Bei offenem Ausgang des Verfassungsbeschwerdeverfahrens sind die Folgen, die eintreten würden, wenn die einstweilige Anordnung nicht erginge, die Verfassungsbeschwerde aber später Erfolg hätte, gegenüber den Nachteilen abzuwägen, die entstünden, wenn die begehrte einstweilige Anordnung erlassen würde, der Verfassungsbeschwerde jedoch der Erfolg versagt bleibt (vgl. BVerfGE 88, 185 ≪186≫; stRspr). Wegen der meist weittragenden Folgen, die eine einstweilige Anordnung in einem verfassungsgerichtlichen Verfahren auslöst, ist bei der Prüfung der Voraussetzungen des § 32 Abs. 1 BVerfGG ein strenger Maßstab anzulegen (vgl. BVerfGE 87, 107 ≪111≫; stRspr).

2. Nach diesen Maßstäben ist der Erlass einer einstweiligen Anordnung angezeigt.

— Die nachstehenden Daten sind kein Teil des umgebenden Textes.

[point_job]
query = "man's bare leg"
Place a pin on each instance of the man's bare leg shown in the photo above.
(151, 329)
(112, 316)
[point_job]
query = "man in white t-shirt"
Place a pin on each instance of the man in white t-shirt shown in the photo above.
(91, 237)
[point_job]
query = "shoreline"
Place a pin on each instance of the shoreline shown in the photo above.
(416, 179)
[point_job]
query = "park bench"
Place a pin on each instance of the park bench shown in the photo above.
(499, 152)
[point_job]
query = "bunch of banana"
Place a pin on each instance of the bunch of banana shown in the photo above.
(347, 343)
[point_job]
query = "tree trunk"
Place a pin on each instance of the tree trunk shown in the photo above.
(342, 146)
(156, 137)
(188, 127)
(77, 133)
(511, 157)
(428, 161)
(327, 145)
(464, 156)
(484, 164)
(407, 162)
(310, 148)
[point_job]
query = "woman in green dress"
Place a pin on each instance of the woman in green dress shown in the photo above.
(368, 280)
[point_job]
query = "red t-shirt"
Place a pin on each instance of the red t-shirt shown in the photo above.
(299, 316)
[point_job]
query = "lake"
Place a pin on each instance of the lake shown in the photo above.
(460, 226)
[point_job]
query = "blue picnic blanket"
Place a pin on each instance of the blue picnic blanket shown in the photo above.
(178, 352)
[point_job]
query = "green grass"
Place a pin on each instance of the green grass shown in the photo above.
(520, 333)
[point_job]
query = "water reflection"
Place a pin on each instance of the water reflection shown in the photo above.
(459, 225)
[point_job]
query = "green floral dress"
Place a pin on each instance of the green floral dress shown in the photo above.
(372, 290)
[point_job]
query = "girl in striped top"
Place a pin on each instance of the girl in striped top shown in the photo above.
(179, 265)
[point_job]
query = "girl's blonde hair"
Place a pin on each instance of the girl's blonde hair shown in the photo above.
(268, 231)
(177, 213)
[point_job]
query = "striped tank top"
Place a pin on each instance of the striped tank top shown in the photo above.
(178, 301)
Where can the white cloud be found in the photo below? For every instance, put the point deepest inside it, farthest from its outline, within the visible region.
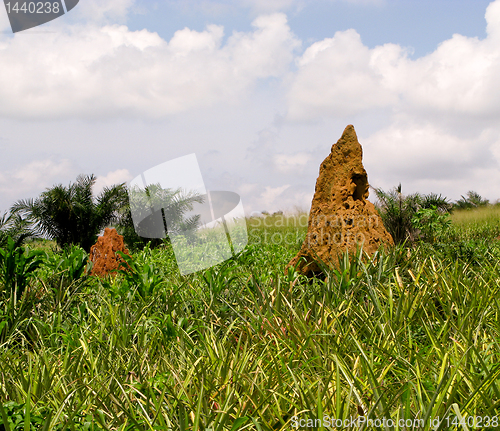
(269, 196)
(291, 163)
(110, 71)
(335, 77)
(112, 178)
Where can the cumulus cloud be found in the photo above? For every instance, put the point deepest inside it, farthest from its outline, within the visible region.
(108, 71)
(269, 196)
(102, 11)
(341, 76)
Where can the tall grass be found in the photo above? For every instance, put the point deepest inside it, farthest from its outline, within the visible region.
(406, 334)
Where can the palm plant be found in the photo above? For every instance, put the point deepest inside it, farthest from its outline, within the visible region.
(159, 205)
(71, 215)
(398, 211)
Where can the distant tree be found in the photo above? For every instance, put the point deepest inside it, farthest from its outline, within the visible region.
(71, 215)
(473, 200)
(13, 226)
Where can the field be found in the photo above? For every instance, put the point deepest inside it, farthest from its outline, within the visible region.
(408, 339)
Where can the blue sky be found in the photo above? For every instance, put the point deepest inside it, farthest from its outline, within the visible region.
(259, 90)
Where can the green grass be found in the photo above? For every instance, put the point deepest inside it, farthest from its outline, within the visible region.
(405, 334)
(482, 222)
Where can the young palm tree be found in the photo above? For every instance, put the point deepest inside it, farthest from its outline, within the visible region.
(397, 211)
(71, 215)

a) Die Verfassungsbeschwerde ist zulässig und nicht offensichtlich unbegründet. Es ist nicht ausgeschlossen, dass die Gerichte die vorliegend einschlägigen verfassungsrechtlichen Vorgaben für Eingriffe in das allgemeine Persönlichkeitsrecht (vgl. BVerfGE 96, 56 ≪61 ff.≫; 117, 202 ≪233≫) nicht ausreichend beachtet haben.

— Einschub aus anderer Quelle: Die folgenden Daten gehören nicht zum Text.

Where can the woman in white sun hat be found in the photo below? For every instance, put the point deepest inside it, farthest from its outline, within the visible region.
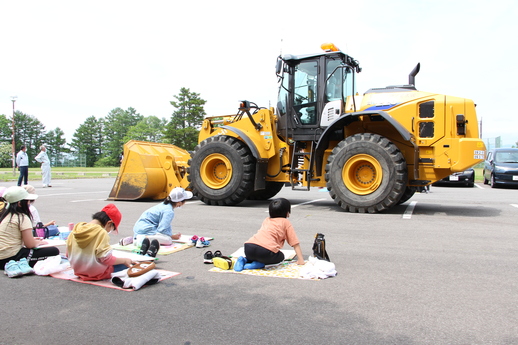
(155, 223)
(19, 250)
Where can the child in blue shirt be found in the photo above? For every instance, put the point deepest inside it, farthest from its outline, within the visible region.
(155, 223)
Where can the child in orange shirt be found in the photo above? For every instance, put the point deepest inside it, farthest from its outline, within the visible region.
(264, 248)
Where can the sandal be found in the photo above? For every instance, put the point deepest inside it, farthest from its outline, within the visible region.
(140, 268)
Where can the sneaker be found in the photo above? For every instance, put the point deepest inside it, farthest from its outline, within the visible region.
(144, 246)
(202, 243)
(207, 257)
(23, 265)
(240, 264)
(153, 248)
(12, 270)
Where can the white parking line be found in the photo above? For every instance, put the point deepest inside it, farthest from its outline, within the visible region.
(58, 194)
(87, 200)
(409, 210)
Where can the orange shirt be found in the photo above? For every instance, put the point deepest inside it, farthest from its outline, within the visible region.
(273, 233)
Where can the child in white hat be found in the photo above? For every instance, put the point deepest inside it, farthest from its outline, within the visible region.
(155, 223)
(19, 249)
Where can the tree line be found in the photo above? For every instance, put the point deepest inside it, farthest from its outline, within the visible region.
(100, 140)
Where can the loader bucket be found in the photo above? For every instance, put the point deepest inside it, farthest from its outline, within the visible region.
(149, 171)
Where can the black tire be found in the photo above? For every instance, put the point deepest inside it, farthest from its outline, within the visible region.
(407, 194)
(271, 190)
(366, 173)
(221, 171)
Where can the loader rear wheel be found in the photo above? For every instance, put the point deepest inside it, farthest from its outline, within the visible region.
(366, 173)
(221, 171)
(271, 190)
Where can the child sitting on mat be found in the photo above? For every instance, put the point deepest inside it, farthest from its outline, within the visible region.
(264, 248)
(155, 223)
(88, 246)
(19, 250)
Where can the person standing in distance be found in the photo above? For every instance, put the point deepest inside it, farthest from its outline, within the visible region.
(43, 158)
(22, 161)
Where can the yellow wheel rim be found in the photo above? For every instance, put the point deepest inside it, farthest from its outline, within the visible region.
(216, 171)
(362, 174)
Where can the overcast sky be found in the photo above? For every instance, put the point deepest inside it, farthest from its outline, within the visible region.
(68, 60)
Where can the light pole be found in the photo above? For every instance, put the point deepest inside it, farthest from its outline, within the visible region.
(13, 99)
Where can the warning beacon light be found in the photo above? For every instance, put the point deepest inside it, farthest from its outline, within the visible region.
(329, 47)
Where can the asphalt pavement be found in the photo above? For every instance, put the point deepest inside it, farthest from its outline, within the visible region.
(438, 269)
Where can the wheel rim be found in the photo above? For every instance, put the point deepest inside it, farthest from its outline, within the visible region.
(362, 174)
(216, 171)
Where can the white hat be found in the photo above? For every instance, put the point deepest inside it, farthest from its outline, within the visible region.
(179, 194)
(15, 194)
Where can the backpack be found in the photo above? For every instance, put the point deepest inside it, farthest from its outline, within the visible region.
(319, 247)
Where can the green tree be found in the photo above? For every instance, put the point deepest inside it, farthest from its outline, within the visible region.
(150, 128)
(116, 125)
(183, 129)
(56, 142)
(29, 131)
(88, 140)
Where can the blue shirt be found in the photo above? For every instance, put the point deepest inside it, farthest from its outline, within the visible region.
(155, 220)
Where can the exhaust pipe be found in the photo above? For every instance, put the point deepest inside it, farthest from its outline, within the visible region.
(411, 76)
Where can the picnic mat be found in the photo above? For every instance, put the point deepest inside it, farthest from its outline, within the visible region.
(182, 243)
(69, 275)
(164, 250)
(285, 269)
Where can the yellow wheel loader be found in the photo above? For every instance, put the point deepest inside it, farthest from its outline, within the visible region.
(371, 152)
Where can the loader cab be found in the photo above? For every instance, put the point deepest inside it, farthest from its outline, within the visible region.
(313, 91)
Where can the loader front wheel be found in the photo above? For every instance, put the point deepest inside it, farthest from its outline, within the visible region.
(221, 171)
(366, 173)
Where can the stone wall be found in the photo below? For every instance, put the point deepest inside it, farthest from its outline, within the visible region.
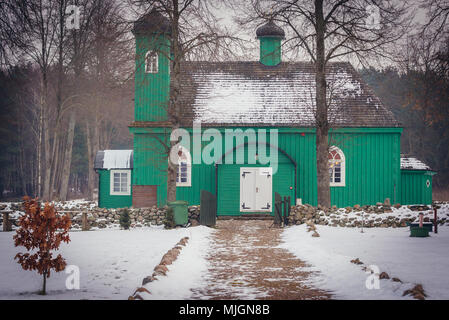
(99, 218)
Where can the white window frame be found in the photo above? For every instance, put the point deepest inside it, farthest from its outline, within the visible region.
(188, 183)
(116, 193)
(149, 66)
(342, 182)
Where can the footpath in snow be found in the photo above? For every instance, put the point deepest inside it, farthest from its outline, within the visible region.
(413, 260)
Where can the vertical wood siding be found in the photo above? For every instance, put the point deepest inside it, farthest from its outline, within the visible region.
(372, 168)
(151, 89)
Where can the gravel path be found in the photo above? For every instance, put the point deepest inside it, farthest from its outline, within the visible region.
(245, 263)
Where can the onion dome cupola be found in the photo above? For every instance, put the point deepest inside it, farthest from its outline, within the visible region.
(152, 33)
(270, 36)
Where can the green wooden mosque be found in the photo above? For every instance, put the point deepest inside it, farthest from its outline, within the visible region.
(250, 133)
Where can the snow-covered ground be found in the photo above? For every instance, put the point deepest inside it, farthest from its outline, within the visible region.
(187, 272)
(413, 260)
(112, 264)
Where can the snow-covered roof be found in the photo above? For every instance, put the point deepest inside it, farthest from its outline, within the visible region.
(413, 164)
(249, 93)
(114, 159)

b) Die hiernach vorzunehmende Folgenabwägung führt zum Erlass der einstweiligen Anordnung.

Würde die einstweilige Anordnung nicht erlassen, bliebe die Beschwerdeführerin aufgrund der rechtskräftigen Entscheidungen der Gerichte zur Erteilung der Auskunft verpflichtet. Weigerte sie sich weiterhin, die Auskunft zu erteilen, müsste sie jederzeit mit der Einleitung von Vollstreckungsmaßnahmen, das heißt mit der Festsetzung eines Zwangsgeldes oder von Zwangshaft, rechnen (vgl. § 113 Abs. 1 FamFG i.V.m. § 888 ZPO). Käme sie der Auskunftsverpflichtung nach, hätte die Verfassungsbeschwerde jedoch später in der Hauptsache Erfolg, hätte die Beschwerdeführerin durch die erzwungene Preisgabe privater und notwendig auch intimer Informationen eine Grundrechtsverletzung erlitten, die nicht rückgängig gemacht werden könnte.

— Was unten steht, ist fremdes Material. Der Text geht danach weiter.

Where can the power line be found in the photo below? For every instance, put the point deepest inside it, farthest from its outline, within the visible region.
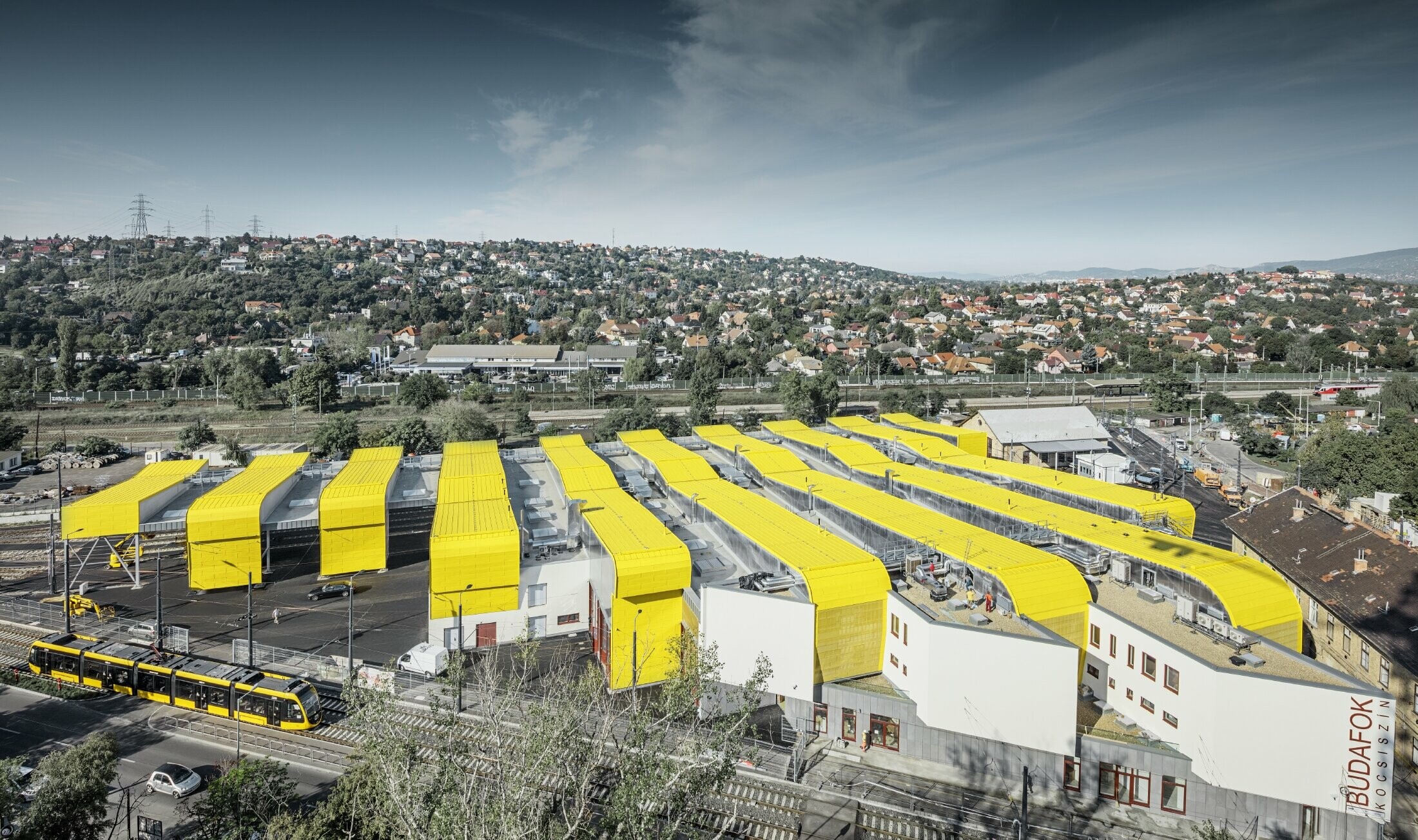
(139, 217)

Erginge die einstweilige Anordnung, erwiese sich die Verfassungsbeschwerde jedoch in der Folge als erfolglos, wäre Herr R. für die vom Bundesverfassungsgericht bestimmte, durch § 32 Abs. 6 BVerfGG begrenzte Dauer vorübergehend an der Vollstreckung des von ihm rechtskräftig erwirkten, die Beschwerdeführerin zur Auskunft verpflichtenden Titels gehindert, womit sich auch die Möglichkeit der Geltendmachung eines etwa bestehenden und durchsetzbaren Unterhaltsregressanspruchs entsprechend verzögerte.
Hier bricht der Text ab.